Monday, August 8, 2011
AGRICULTURE HELD HOSTAGE AGAIN ON IMMIGRANTS
As the harvest of our nation's crops continues across the land, once again we are faced with the incongruity of our immigration laws with the availability of workers to perform those jobs.
Nowhere is this felt more acutely than in our vast agricultural industry. Fully mechanized crops such as wheat, corn, and cotton do not present the same challenges.
But all of the hand-harvested crops such as fresh table tomatoes, table grapes, peaches, nectarines, plums, strawberries, and vast numbers of similar crops demand an immediate availability of trained and committed workers to deal with those quick harvest times.
However, the current immigration laws and regulations do not allow for a quick response for qualified workers to perform those tasks.
Efforts to force farmers and growers to use E-Verify are ill-founded. Bryan Little, the director of labor relations for the California Farm Bureau Federation, has pointed out: "There is not another labor force out there for our industry other than the one we have now. And taking that away will create huge problems."
Rep. Lamar Smith [R-Texas] has proposed a bill that presumes that legal American workers are more than ready to take on the onerous jobs done now by illegal immigrants. But farmers and growers maintain that they are caught in the middle: they can't find documented workers willing to pick crops and take care of livestock. Making the farmers and growers use E-Verify would make it impossible to farm.

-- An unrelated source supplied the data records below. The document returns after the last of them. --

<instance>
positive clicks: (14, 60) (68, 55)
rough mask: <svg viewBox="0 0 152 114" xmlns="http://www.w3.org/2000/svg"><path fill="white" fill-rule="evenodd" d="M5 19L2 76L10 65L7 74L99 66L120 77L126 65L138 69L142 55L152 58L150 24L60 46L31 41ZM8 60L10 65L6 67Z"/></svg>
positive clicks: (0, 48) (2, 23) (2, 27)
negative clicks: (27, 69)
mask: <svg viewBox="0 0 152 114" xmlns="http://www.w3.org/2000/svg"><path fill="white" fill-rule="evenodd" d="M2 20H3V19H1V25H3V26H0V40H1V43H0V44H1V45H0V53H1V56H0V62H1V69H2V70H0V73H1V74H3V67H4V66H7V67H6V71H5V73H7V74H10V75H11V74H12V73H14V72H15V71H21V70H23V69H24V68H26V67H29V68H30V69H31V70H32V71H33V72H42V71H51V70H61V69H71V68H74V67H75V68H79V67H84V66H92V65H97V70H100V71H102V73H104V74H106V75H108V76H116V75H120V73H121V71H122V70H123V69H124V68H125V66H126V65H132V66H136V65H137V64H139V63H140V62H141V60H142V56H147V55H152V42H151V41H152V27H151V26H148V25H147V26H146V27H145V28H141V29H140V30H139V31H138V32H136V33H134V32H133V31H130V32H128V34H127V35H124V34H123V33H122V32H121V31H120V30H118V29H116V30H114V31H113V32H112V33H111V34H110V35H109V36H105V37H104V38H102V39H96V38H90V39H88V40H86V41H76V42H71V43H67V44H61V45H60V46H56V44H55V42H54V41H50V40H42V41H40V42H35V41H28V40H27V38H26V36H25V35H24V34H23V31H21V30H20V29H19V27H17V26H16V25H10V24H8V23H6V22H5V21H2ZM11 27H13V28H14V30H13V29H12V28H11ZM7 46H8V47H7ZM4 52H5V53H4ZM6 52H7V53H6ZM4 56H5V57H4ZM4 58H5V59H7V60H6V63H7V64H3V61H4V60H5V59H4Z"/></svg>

The present system relies on the H-2A provision to bring workers in from other countries. But the very concept and its past history show vividly how such a program will not work. Manuel Cunha is president of the Nisei Farmers League in Fresno and he points out that "H-2A is a disaster, and it doesn't work for California farmers."
Erik Nicholson, national vice president of the United Farm Workers union, has pointed out that "We need to provide the hundreds of thousands of workers who have been helping to build the agriculture economy with a way to gain legal status."
Once again, in one of the nation's top industries, it has been shown that piecemeal approaches to immigration reform do not work.
What is needed is a system which recognizes our need for special workers and to find a way to assist them to become legalized on a path to citizenship--creating an experienced and committed workforce for the future.
Our current immigration system is broken and cannot fulfill the needs of our country.